Private sector players in the financial sector say that government should invest more towards developing enterprises if Uganda’s private equity financing is to grow.
Charles Ocici, dosage the Executive Director Enterprise Uganda said on Tuesday during a breakfast meeting on private equity that making an entrepreneur goes beyond capital.
He opposed the approach by government to go around dishing out envelopes and making declarations instead of supporting enterprises build their institutions.
“As a nation we need to deliberately assist business people to strengthen their systems because some of them make innocent mistakes that collapse them,” Ocici said.

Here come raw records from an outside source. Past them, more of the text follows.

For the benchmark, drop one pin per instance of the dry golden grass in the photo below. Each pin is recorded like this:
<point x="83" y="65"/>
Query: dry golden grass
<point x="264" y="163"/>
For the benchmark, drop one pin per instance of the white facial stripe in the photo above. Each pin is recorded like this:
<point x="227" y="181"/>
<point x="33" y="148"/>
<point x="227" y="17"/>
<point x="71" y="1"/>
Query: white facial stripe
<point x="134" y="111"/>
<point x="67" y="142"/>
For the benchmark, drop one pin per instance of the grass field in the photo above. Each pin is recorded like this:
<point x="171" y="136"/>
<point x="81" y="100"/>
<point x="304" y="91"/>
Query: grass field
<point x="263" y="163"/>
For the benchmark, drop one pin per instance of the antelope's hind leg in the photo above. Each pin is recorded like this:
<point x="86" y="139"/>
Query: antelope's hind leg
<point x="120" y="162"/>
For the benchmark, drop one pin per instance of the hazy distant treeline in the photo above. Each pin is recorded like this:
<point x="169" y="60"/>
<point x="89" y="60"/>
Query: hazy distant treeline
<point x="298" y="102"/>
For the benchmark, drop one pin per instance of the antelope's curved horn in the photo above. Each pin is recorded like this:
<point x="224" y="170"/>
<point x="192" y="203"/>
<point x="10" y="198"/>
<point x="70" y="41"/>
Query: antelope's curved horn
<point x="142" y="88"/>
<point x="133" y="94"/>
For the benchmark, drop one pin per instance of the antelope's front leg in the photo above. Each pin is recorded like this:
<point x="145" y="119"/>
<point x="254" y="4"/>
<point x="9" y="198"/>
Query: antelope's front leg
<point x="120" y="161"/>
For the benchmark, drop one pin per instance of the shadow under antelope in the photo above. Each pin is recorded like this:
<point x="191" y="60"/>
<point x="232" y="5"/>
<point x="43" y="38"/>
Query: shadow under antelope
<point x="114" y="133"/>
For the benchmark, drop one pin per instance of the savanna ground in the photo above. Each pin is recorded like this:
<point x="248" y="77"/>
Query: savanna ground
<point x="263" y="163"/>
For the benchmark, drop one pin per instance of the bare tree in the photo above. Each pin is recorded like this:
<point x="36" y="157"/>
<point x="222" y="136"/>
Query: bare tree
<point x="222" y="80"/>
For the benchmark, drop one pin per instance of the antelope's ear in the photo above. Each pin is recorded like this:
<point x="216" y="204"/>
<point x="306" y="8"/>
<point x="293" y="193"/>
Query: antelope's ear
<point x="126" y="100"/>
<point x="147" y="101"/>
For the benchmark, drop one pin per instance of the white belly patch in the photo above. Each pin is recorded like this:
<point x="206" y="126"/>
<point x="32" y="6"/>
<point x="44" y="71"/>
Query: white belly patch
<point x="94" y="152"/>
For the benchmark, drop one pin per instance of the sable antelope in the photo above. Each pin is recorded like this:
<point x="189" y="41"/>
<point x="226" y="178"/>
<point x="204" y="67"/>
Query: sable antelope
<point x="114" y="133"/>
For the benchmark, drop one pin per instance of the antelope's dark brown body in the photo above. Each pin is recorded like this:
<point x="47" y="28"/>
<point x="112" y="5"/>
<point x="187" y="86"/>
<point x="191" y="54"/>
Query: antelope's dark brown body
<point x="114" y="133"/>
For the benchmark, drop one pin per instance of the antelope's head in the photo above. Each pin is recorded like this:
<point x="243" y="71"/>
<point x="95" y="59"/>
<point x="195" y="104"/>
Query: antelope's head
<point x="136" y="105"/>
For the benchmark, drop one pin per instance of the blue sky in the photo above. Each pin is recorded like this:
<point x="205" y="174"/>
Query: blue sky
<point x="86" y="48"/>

“Building an enterprise takes a minimum of 7 years but in Uganda’s case, government comes up with a Youth Fund, give people money and we never follow up to see their progress. This is a wrong approach.”
He said that in addition to financial capital, successful businesses are driven by a business oriented attitude, making reference to Ugandans that inherited Asian businesses in 1950 only to drown them in a short time. On the contrary, the Asians who fled the country with no money following Idi Amin’s decree, managed to grow big business empires in Europe.
“The U.S that we admire puts USD 60bn in enterprise development every year while South Korea invests USD 2 bn to create the next Samsung,” Ocici said.
He attributed the low uptake in private equity in Uganda to the poor record keeping culture and bad governance within local firms which makes them ineligible for financing.
Similarly, Kenneth Kitaliko from African Alliance which provides equity finance said that most Ugandan companies lack proper structures through which decisions are made.
“We have capital but only a few firms qualify. Some of them have 3 record books while others are run as a family and decisions are made in the bedroom. You can’t fund such a company,” Kitaliko said.